Preclinical pharmacological studies have extensively validated the protective effects of FGF21 in damaged hearts. AMPK-FGF21 helped regulate the survival of cardiomyocytes under ischemic conditions after MI (56). FGF21 ameliorated atrial fibrillation and tachycardia by reducing excessive fibrosis (74). FGF21 has been shown to improve post-infarction arrhythmias and preserve electrophysiological function through mediating cardiac sodium current and inward rectifier potassium current (115). By improving FGFR1 phosphorylation, long-term FGF21 administration helped to alleviate high-fat-diet-induced left heart dysfunction and restored FGF21 sensitivity (116). In alcoholic cardiomyopathy, FGF21 improved adverse effects related to dysfunctional mitochondria by mediating autophagic pathways (117). However, a recent study reported that FGF21-FGFR4 signaling upregulated the activity of ERK1/2, enhancing diabetes mouse concentric cardiac hypertrophy and adverse cardiac remodeling (11). The FGF21 analog shows promise as a candidate for the diagnosis and therapy of cardiac diseases, but further investigation is needed to support its use in the future.
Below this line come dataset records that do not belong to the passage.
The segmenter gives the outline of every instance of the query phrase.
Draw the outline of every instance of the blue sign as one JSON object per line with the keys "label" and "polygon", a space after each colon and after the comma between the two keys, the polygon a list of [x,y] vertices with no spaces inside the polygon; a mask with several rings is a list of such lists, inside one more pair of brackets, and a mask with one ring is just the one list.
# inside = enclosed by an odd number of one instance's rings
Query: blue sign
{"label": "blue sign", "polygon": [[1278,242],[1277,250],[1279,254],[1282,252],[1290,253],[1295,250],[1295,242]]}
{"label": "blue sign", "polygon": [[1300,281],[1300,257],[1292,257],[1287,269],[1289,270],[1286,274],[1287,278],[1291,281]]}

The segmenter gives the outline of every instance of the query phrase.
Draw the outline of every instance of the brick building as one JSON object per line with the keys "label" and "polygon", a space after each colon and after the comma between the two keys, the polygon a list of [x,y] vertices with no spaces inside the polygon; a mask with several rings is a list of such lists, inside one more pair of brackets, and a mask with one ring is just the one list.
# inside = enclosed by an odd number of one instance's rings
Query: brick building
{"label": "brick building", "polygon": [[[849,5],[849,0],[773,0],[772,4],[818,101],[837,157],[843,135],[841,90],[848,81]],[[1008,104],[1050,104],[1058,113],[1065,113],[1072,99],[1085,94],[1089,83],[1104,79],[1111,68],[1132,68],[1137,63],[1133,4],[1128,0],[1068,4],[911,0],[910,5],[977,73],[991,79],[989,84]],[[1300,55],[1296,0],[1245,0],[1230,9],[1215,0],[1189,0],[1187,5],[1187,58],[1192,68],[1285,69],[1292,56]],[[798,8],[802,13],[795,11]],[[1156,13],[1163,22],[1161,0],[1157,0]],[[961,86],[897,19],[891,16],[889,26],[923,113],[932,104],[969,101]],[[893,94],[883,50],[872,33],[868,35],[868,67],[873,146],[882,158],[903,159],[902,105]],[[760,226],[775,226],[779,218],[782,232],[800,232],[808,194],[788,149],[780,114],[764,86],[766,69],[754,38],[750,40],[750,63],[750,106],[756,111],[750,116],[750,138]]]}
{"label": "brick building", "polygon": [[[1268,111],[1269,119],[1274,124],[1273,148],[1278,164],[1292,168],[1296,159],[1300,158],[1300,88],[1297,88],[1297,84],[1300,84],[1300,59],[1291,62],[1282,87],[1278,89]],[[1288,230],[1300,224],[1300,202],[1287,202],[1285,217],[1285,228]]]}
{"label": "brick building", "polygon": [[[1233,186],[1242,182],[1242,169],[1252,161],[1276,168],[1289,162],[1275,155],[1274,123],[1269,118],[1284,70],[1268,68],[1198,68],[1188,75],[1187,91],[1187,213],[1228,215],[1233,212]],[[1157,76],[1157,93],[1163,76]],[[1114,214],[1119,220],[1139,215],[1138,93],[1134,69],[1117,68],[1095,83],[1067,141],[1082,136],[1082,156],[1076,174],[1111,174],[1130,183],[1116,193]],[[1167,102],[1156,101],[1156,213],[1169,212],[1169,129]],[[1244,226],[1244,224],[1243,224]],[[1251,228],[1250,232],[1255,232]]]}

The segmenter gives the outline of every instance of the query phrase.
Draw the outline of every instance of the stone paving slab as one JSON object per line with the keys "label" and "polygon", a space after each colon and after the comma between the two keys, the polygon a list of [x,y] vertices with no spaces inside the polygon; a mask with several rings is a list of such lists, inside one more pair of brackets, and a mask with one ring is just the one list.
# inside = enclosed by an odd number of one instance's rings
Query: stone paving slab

The review mainly expounds on the possibility that FGF21, as a promising cardioprotective factor, improves cardiac function and ultimately retarding the progress of cardiac diseases. The actions of FGF21 for the heart are extensive. On the one hand, FGF21 has a regulatory effect targeted to different populations of cardiac tissue, including cardiomyocytes, immune cells, and fibroblasts. On the other hand, by acting on AMPK/SIRT1/PGC-1α, PI3K-Akt, ERK1/2, and TGF-β/Smad2 to mediate vital mechanisms, including autophagy, energy metabolism, oxidative stress, inflammation, and fibrosis, it is verified that FGF21 acts as a possible cardiac protective molecule. Therefore, the next steps in the development of relevant studies on targeted therapy of FGF21 in cardiac remodeling will be promising directions.